For our yearbooks, Jostens would come to school and take pictures of everyone in 9th-11th grade. These pictures were printed in the yearbook in black and white. Seniors could get their pictures taken at school too, but it was customary to get them done by a private professional (there was a dress code, but we weren’t told what to wear). The senior pictures were in color. There were also pictures of the sports teams and clubs, faculty, an aerial group senior picture (with the students forming the shape of the year they graduated in), random color snapshots of people hanging out, along with thing others have mentioned…baby pictures of the graduating class, ads etc.
There weren’t any pictures of graduation or prom in ours either, because those hadn’t happened yet. Yes, our prom was in June.
On one of the last full days of school, classes would let out an early, and everyone would go down to the gym to receive their book and get them signed.
On rings, mine was about $300, but you could pay a lot more or less. It had my birthstone, the school mascot on one side, and a cross on the other.
Did anyone else’s school have a baccalaureate service for the seniors? Do schools have them in your area, Chowder?
In addition to the high school yearbook, there was also a book for college freshmen. Like the yearbook, this contained pictures of all the students (usually your high school yearbook photo), except these were of all of the incoming freshmen and was distributed at the beginning of freshman year. It was useful to figure out who that weird guy in your physics class was or to figure out who the hottest woman was (the consensus was that it was Annika). We used to call this the “facebook,” which is, I believe, why the social networking website is called that.
Class rings were sold as something one could wear socially or to a job interview so as to be recognized as a fellow graduate of the old alma mater. Yes, I recognize the silliness of that idea, but remember that in the UK you have university and regimental ties, which are just as silly.
I still wear my class ring every once in a while. My mom got mine my sophomore year. What I don’t use is my letterman jacket, purchased my freshman year, that way I’d wear it longer than most people did and she could “get her money’s worth.” I think she borrows it to wear at football games sometimes, since it has her last name on it. (she works at my high school and is weird)

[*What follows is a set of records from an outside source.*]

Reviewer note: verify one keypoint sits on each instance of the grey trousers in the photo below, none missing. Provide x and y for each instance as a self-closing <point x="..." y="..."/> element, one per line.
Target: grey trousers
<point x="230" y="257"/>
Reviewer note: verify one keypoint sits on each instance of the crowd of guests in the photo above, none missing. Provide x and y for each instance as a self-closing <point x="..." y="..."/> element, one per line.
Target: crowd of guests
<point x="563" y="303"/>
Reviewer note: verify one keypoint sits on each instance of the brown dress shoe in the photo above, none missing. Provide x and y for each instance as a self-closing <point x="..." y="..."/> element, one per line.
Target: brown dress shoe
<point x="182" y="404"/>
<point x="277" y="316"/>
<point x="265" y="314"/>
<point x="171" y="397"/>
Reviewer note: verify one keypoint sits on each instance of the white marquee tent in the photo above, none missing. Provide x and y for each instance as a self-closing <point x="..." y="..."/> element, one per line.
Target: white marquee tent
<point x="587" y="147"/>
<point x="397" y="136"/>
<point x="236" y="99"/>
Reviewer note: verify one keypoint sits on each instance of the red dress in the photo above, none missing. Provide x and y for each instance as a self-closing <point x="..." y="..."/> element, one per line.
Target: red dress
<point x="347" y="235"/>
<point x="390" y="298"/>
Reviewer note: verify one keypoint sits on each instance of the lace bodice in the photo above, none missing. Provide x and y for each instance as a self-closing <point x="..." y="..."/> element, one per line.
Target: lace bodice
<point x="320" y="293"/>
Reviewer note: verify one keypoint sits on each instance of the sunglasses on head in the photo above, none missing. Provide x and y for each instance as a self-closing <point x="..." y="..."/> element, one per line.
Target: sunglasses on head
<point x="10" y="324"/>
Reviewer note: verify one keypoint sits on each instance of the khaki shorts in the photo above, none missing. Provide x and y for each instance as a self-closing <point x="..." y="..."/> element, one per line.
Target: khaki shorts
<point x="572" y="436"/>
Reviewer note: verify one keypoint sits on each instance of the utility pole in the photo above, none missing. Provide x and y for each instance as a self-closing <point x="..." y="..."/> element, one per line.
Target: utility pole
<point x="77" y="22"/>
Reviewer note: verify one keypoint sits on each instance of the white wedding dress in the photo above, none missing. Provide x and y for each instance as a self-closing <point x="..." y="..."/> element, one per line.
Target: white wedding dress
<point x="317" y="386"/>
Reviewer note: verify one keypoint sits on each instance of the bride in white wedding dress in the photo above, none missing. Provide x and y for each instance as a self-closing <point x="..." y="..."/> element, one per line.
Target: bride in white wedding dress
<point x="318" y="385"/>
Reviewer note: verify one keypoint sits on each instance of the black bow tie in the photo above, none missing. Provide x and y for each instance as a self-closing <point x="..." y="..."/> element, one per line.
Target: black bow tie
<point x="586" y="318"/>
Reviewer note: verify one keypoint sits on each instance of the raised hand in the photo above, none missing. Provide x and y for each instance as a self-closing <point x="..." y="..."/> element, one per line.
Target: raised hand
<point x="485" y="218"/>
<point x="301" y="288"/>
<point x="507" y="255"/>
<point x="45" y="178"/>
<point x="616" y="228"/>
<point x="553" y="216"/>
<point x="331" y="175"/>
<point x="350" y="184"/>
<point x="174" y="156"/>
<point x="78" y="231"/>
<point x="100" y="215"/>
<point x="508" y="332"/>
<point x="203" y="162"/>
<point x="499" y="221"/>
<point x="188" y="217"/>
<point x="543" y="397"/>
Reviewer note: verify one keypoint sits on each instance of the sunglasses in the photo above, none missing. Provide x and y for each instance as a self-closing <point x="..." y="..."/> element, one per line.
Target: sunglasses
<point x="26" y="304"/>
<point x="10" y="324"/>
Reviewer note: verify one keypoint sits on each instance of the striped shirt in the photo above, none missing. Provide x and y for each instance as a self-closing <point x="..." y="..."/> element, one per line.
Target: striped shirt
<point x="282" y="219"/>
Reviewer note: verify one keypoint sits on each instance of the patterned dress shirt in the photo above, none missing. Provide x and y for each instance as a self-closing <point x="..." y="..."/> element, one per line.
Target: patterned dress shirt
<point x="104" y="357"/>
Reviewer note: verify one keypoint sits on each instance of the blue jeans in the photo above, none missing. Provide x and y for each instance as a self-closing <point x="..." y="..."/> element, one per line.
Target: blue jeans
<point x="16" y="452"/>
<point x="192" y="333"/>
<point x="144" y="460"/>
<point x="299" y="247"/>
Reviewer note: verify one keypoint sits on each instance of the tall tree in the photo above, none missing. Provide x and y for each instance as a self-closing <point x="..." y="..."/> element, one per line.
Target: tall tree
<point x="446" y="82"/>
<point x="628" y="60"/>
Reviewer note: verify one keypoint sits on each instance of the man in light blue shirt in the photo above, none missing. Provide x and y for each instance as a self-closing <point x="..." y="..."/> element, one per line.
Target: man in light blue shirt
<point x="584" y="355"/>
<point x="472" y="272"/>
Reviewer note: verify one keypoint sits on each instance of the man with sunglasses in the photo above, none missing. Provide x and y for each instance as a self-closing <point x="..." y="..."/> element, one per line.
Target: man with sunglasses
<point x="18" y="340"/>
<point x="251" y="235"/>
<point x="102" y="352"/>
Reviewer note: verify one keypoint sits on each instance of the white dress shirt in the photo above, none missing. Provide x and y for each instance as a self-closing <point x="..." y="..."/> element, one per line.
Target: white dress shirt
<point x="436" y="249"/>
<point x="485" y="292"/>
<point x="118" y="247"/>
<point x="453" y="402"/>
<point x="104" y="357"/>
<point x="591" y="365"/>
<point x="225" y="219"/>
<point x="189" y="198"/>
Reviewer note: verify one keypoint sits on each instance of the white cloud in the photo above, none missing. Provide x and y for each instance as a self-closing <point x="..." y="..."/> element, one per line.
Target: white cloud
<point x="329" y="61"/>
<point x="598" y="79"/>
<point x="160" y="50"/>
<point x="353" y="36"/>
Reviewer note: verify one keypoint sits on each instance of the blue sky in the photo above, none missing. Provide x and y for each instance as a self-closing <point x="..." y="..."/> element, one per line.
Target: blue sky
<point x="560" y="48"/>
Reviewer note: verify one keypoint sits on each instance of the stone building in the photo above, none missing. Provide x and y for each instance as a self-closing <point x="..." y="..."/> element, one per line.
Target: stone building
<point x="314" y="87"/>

Not as far as I’m aware, we don’t even have the yearbooks, rings, proms, homecoming and all the rest of the stuff you have in the US.
Our kids just go to school, learn sod all (with a few exceptions) the girls leave school and get pregnant so they can get a council house plus other assorted state benefits.
The boys leave school and sign on, they then get girls up the duff and both claim benefits.
There’ll always be an England, innit?